I'm hope to gain improved dust collection because of the enclosed cabinet
and a smaller footprint than my current saw (a craftsman 10inch
contractor). I'm limited to 115v in my shop.
Do any of you have experience with the Delta 36-717? The reviews seem mixed
on Amazon... that makes me nervous. Would you recommend a hybrid saw by
I apologize if this has been discussed, I did some searches without success.
Check out this 'modofied' contractor saw from Jet. The dust collection
is supposed to be much better than a standard contractor saw. I don't
have one so can't say.
I just bought this saw last month and I couldn't be happier. I got a
pretty good price on it ($399.99) at Woodcraft. The saw is sweet but I
have to say I am going to string a 220 line and convert the motor to
220 as sson as I can. This thing really sucks the juice. That said,
it works like a charm with my shop vac hooked up to it.
Do yourself a favor.
Go to Sears and look CLOSELY at the 22104, 22114 and 22124 saws.
Wonderful, well-performing saws built by Orion, which is run by
These saws can often be had at deep discounts.
I've had a 22114 for a few years now and couldn't be happier.
On Fri, 08 Dec 2006 15:44:00 -0800, ibarakicho wrote:
How rigid is the fence on that?
I was looking at a 22114 in the Sears store the other day, on the one in
the store the fence had a good deal of flex in it, compared to the
Biesemeyer on the saw next to it that had no give at all, and compared to
a Ridgid at Home Depot across the street that felt like it was welded
down. I could grab the back end and wiggle it an eighth of an inch or
more easily but it felt like springing rather than something slipping.
Now, I'm fully prepared to believe that the people in the store didn't
assemble it correctly or didn't sock down all the fasteners, and am
wondering if that is in fact the case, hence my question.
I got a canvas bag from Harbor Fright for $5 and added snaps to saw and bag
for about three dollars. I have to empty it, of course, but it does collect
lots of saw dust!
If you can get a "collar" sized to fit your shop vac, add it to the bottom
of the bag (its the weight,, dear) and you can suck the dust out of it (next
Much cheaper than a new saw if the old one cuts well enough for you!
Strictly speaking I'm not limited to 115v... My Oneida dust collector is
wired for 220. I just wanted to avoid running a new line.
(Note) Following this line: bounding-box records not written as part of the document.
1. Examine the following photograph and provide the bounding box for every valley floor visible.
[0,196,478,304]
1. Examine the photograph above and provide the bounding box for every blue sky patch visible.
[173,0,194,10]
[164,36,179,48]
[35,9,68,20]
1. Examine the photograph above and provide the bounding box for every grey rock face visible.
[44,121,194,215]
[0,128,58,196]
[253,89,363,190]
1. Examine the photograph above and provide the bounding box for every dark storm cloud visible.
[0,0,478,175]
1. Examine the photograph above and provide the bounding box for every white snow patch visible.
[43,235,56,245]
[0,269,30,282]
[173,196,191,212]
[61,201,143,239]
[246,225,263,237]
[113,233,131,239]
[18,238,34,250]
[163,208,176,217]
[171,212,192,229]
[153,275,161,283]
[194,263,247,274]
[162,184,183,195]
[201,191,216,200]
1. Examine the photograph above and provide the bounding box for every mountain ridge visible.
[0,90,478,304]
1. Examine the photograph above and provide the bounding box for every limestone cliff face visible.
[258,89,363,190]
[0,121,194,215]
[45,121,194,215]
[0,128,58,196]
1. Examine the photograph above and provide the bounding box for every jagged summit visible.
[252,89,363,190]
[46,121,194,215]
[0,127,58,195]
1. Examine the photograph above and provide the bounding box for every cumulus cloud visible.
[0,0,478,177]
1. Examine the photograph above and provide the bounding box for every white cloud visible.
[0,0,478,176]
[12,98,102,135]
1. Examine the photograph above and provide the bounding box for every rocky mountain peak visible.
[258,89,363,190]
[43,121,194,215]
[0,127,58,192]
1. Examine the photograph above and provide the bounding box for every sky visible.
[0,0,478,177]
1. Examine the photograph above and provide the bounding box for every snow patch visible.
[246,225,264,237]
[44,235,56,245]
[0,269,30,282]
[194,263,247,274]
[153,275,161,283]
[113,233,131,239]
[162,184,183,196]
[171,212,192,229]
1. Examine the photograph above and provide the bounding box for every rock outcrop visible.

I have a
dedicated 20a 115v line I use for my tablesaw and wanted to keep exploiting
it since it's already there.
My big concern is the dust collection. I've found my contractor saw to have
enough cutting power (Craftsman model 113.299410, contractor saw). The
open back makes it messy.. even with the DC pulling air.
The hybrids seem to address this concern... at least somewhat. I was just
curious about what folks thought. The hybrids also seem to have a slightly
smaller footprint. I *am* somewhat limited in space so a full-blown unisaw
is out of the question, I'm afraid and if the hybrid was slightly smaller,
all the more room for me in the shop.
Thanks to all the posters!
I appreciate the feedback,
Regarding the "footprint." The table top and fence will be larger than
the base of the saw. A table that is not very deep is going to make
cutting stock difficult. The length of the fence is independent of
the saw when your comparing a cabinet saw to a hybrid to a cabinet saw.
Mike, if you've got the $, I believe you will find that for the same
fence rail length, the Unisaw will have a slightly SMALLER footprint
than a standard belt-drive, motor-in-the-back contractor's saw.
When the game is over, the pawn and the king are returned to the same box.
Larry Wasserman - Baltimore Maryland - email@example.com
For 1/2 the price you can get a used unisaw that's much more sturdy and
has a 110/220 volt motor. But if you have the extra bucks to spend on
a lesser piece of equipment go for it. Plus the new saw will be more
pretty and shiney and the wood does care.